4 of 9 for Introduction to Image Processing

Blob Detection in Action

What are blobs and why are they important?

Cyril Benedict Lugod
8 min readJun 12, 2023

In the field of image processing, blob detection and connected component analysis are fundamental techniques for identifying and analyzing distinct objects or regions within an image. In this blog post, we will explore three popular blob detection methods — Laplacian of Gaussian (LoG), Difference of Gaussian (DoG), and Determinant of Hessian (DoH) — as well as the utilization of the regionprops function from the scikit-image library for connected component analysis. I will provide code snippets and sample implementations to help you understand these techniques better.

How many candies are there? (Photo by Prof. Benjur Borja)

Blob Detection

What even is a blob in the first place?

Blobs are defined as bright objects against a dark background, or vice versa.

Going by that definition, bright objects on another bright background may not be considered blobs. As a result, the algorithm may have a hard time or poor performance when working with such images. Thus, it is imperative that we adjust the contrast between the objects and the background. One way we can achieve this is by performing binarization.

Binarization involves converting the RGB image to grayscale and performing thresholding such that a pixel will be pure black above a certain threshold and pure white below that threshold.

from skimage.io import imread, imshow
from skimage.color import rgb2gray

im = rgb2gray(imread('blobs.png'))
imshow(im);

We used the rgb2gray function of scikit-image to convert the RGB image to grayscale.

Gray-scaling still does not maximize the contrast between the candies and the background

In order to convert this grayscale image to a binary image, we need to set a threshold. For this exercise, let us assume a threshold of 0.5.

im_bw = (im < 0.5) * 1
im_mask = im < 0.5
imshow(im_bw, cmap='gray');

im_bw and im_mask are both analogous with each other, with the former composed of 0 and 1, while the latter with booleans (True or False). We will need both of them for the following implementation.

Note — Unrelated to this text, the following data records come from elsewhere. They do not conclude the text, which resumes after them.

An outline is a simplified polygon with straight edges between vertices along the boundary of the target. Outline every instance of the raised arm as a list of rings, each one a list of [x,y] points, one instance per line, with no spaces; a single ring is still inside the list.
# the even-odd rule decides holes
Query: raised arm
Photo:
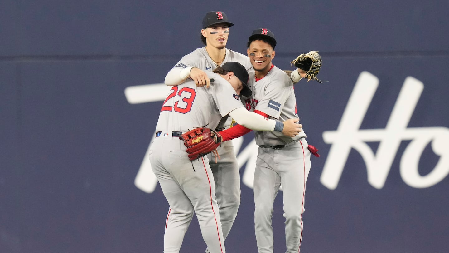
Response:
[[[197,86],[202,87],[205,85],[209,88],[210,81],[205,72],[195,67],[180,66],[179,65],[180,64],[175,66],[165,76],[165,85],[176,86],[190,77],[195,81],[195,84]]]

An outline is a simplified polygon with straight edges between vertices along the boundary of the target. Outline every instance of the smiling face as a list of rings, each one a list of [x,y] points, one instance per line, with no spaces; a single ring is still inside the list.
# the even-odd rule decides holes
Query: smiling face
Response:
[[[229,27],[225,23],[216,24],[202,30],[201,34],[206,38],[207,46],[223,49],[228,42]]]
[[[271,60],[274,58],[274,50],[270,44],[259,40],[254,41],[247,52],[254,70],[268,72],[271,68]]]

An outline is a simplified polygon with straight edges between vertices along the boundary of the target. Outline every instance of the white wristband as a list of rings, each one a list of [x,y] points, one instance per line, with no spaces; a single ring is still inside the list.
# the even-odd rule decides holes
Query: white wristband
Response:
[[[190,70],[192,70],[192,69],[194,68],[195,67],[193,66],[188,67],[181,70],[181,72],[179,72],[179,77],[183,80],[188,78],[190,76]]]
[[[297,69],[291,72],[291,73],[290,73],[290,78],[291,79],[291,81],[295,82],[298,82],[299,81],[299,80],[303,79],[301,77],[301,75],[299,75],[299,73],[298,72]]]

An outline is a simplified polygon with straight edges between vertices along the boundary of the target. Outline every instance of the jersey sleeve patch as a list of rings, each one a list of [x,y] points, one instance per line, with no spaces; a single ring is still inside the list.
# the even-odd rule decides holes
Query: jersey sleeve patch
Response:
[[[186,68],[187,67],[187,65],[186,65],[185,64],[183,64],[182,63],[179,63],[178,65],[177,65],[175,66],[175,67],[174,67],[173,68],[175,68],[175,67],[180,67],[181,68]]]
[[[268,101],[268,106],[277,111],[279,111],[281,109],[281,104],[271,99],[270,99],[270,101]]]

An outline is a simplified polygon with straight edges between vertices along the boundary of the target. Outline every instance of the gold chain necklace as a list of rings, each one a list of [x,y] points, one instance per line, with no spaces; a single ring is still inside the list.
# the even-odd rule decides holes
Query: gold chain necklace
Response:
[[[218,63],[217,63],[215,62],[215,61],[214,61],[214,59],[212,59],[212,57],[211,57],[211,55],[209,54],[209,52],[207,52],[207,54],[209,55],[209,58],[210,58],[211,60],[212,60],[212,61],[214,63],[215,63],[215,65],[216,65],[217,67],[220,67],[220,65],[218,65]],[[223,59],[221,59],[221,61],[218,62],[220,62],[220,63],[222,63],[222,62],[223,62],[223,61],[224,60],[224,58],[226,58],[226,50],[224,51],[224,57],[223,57]]]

Now, those are definitely blobs!

Before we proceed any further, I wish to make it clear that we will not be discussing the complex math behind these three blob detection methods. We will be merely using predefined functions from scikit-image since our focus here is the application for image processing. You can definitely find a myriad of resources online if you want to learn more about the nitty-gritty of these three methods.

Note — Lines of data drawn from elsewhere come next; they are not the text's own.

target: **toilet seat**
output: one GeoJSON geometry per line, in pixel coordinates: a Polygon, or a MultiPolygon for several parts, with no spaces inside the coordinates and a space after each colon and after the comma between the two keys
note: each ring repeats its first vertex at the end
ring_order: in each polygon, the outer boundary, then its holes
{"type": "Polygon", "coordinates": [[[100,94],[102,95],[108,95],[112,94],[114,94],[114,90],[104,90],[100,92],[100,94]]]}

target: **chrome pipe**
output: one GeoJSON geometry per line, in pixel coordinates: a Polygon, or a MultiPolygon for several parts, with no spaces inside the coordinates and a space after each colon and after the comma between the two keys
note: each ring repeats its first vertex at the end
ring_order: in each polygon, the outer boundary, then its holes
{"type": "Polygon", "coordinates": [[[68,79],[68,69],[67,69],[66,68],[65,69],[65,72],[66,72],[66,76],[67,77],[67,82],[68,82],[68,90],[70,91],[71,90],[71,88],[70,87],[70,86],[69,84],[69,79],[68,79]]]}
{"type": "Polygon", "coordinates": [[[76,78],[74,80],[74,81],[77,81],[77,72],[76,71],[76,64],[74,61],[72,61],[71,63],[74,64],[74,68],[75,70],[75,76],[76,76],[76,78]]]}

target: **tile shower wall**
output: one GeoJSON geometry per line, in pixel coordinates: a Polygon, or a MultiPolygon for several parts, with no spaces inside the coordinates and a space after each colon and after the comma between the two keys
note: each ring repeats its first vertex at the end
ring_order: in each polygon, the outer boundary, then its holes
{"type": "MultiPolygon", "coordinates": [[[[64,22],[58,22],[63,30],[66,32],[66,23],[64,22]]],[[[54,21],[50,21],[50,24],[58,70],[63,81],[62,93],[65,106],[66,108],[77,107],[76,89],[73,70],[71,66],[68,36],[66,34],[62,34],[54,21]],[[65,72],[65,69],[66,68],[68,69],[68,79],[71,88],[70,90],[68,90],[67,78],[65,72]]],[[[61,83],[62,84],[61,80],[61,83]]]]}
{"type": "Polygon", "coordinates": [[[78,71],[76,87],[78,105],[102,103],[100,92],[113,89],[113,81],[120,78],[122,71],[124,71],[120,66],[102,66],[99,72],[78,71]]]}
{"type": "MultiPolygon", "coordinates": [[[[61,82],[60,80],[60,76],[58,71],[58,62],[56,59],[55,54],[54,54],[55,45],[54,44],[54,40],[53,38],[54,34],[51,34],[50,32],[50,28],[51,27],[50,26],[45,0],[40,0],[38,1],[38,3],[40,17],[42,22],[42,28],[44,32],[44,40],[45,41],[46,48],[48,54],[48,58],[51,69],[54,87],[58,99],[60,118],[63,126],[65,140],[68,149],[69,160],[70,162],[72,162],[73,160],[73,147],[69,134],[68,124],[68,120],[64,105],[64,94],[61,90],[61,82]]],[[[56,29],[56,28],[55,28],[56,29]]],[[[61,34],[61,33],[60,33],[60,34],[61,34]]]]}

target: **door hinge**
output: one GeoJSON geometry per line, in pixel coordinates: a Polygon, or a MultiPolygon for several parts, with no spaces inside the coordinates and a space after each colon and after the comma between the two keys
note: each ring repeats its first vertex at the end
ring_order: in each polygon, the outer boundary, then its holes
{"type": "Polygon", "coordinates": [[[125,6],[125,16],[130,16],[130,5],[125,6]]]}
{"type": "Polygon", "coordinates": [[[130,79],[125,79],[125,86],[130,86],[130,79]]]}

Laplacian of Gaussian (LoG)

This method involves convolving an image with the Laplacian of a Gaussian filter at multiple scales. The resulting image highlights regions with significant intensity variations, which correspond to blobs in the original image.

from skimage.feature import blob_log

blobs = blob_log(im_mask, max_sigma=30, num_sigma=10, threshold=0.1)

fig, ax = plt.subplots()
ax.imshow(im_bw, cmap='gray')
for blob in blobs:
y, x, area = blob
ax.add_patch(plt.Circle((x, y), area*np.sqrt(2), color='y', fill=False))
plt.show()
Laplacian of Gaussian (LoG)

This method seemed to over-segment our candies and split them into more blobs than intuitively reasonable. For elongated shapes, the tendency of this method is to simply segment them into much smaller blobs.

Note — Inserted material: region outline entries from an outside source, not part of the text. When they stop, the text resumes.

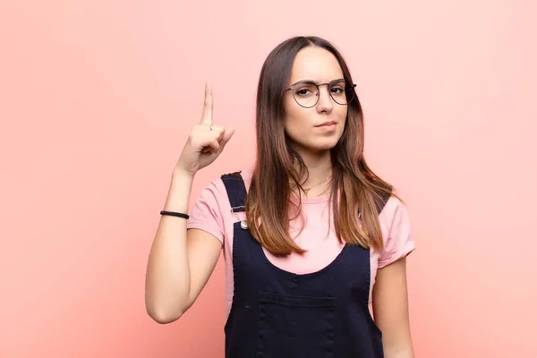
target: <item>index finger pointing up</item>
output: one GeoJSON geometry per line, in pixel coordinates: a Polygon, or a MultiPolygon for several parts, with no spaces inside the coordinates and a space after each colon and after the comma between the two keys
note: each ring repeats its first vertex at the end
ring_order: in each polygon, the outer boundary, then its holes
{"type": "Polygon", "coordinates": [[[212,88],[205,83],[205,101],[203,102],[203,112],[201,113],[201,124],[212,124],[212,88]]]}

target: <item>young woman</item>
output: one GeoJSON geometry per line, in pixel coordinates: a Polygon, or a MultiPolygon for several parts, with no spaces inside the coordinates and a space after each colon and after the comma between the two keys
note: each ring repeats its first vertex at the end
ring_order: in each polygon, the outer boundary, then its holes
{"type": "Polygon", "coordinates": [[[149,254],[150,317],[179,319],[223,249],[226,357],[413,357],[409,218],[363,158],[354,87],[329,42],[278,45],[259,81],[255,166],[212,181],[189,217],[196,173],[234,132],[213,123],[206,86],[149,254]]]}

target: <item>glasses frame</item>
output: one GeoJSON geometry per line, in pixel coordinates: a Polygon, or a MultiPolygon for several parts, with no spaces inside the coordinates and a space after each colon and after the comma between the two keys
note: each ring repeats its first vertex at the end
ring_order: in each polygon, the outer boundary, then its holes
{"type": "Polygon", "coordinates": [[[319,98],[320,98],[320,86],[324,86],[324,85],[327,85],[327,86],[328,86],[328,95],[330,96],[330,98],[332,98],[332,100],[333,100],[334,102],[336,102],[337,104],[338,104],[339,106],[347,106],[347,105],[348,105],[350,102],[352,102],[352,101],[353,101],[353,100],[354,100],[354,99],[356,98],[356,93],[355,93],[355,91],[354,91],[354,89],[356,88],[356,84],[355,84],[355,83],[351,83],[351,85],[348,85],[348,81],[347,81],[345,79],[337,79],[337,80],[332,80],[332,81],[330,81],[329,82],[325,82],[325,83],[315,83],[313,81],[310,81],[310,80],[299,81],[298,82],[296,82],[296,83],[294,83],[294,84],[293,84],[291,87],[289,87],[288,89],[286,89],[286,90],[285,90],[285,91],[286,91],[286,91],[288,91],[288,90],[293,90],[293,91],[294,91],[294,90],[295,90],[296,86],[298,86],[298,85],[300,85],[300,84],[303,84],[303,83],[313,84],[313,85],[315,85],[315,87],[317,87],[317,100],[315,101],[315,103],[314,103],[313,105],[311,105],[311,106],[309,106],[309,107],[301,105],[301,104],[298,102],[298,100],[296,99],[296,97],[294,97],[294,92],[292,92],[292,93],[291,93],[291,94],[293,95],[293,98],[294,99],[294,101],[296,102],[296,104],[297,104],[298,106],[302,107],[303,108],[312,108],[312,107],[314,107],[315,106],[317,106],[317,104],[319,103],[319,98]],[[352,90],[352,94],[353,94],[353,98],[352,98],[350,100],[348,100],[348,101],[347,101],[347,103],[345,103],[345,104],[343,104],[343,105],[342,105],[341,103],[337,102],[336,99],[334,99],[334,97],[332,97],[332,93],[331,93],[331,92],[330,92],[330,90],[329,90],[329,89],[330,89],[331,85],[332,85],[334,82],[337,82],[337,81],[345,81],[345,96],[346,96],[346,93],[347,93],[348,91],[351,91],[351,90],[352,90]]]}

Difference of Gaussian (DoG)

This method involves computing the difference between two Gaussian-filtered versions of an image at different scales. This technique emphasizes regions with significant intensity changes, which are indicative of blobs.

from skimage.feature import blob_dog

blobs = blob_dog(im_mask, max_sigma=30, threshold=.1)

fig, ax = plt.subplots()
ax.imshow(im_bw, cmap='gray')
for blob in blobs:
y, x, area = blob
ax.add_patch(plt.Circle((x, y), area*np.sqrt(2), color='g', fill=False))
plt.show()
Difference of Gaussian (DoG)

Comparing this method (DoG) with the previous method (LoG) shows an evident improvement in blob detection performance. Large objects are being provided with fewer and bigger blobs instead of having them chopped up into several small blobs. However, as with the previous method, elongated objects still remain awkwardly subdivided into numerous blobs.

Determinant of Hessian (DoH)

Lastly, this method calculates the determinant of the Hessian matrix for each pixel in an image. The Hessian matrix describes the local curvature of intensity variations. Peaks in the determinant map represent potential blob locations.

from skimage.feature import blob_doh

blobs = blob_doh(im_mask, max_sigma=30, threshold=.01)

fig, ax = plt.subplots()
ax.imshow(im_bw, cmap='gray')
for blob in blobs:
y, x, area = blob
ax.add_patch(plt.Circle((x, y), area*np.sqrt(2), color='r', fill=False))
plt.show()
Determinant of Hessian (DoH)

While this method did not break the large objects down into tiny blobs, it seemed to use blobs that exceeded the effective area of the objects being detected. It handled elongated blobs better at the expense of less precise blob detection on the more regularly shaped objects in the image.

Comparison of the three blob detection methods

Comparing the performance of the three blob detection models shows that their approximation algorithms are different, and each blob detection model may be best for certain use cases but not advisable for others. However, while each of these techniques presented its strengths and weaknesses, all the blobs approximated were circular in nature. This is one of the greatest weaknesses of these techniques, considering there are no perfectly circular blobs in any practical application of blob detection.

Connected Components

An alternative method of blob detection is to use the concept of connected components. In the context of binary images, where each pixel is either foreground (an object) or background, connected components are formed by grouping adjacent foreground pixels together. Two pixels are considered adjacent if they share a common edge or corner. The connected components can vary in size, shape, and arrangement, representing individual objects or regions of interest.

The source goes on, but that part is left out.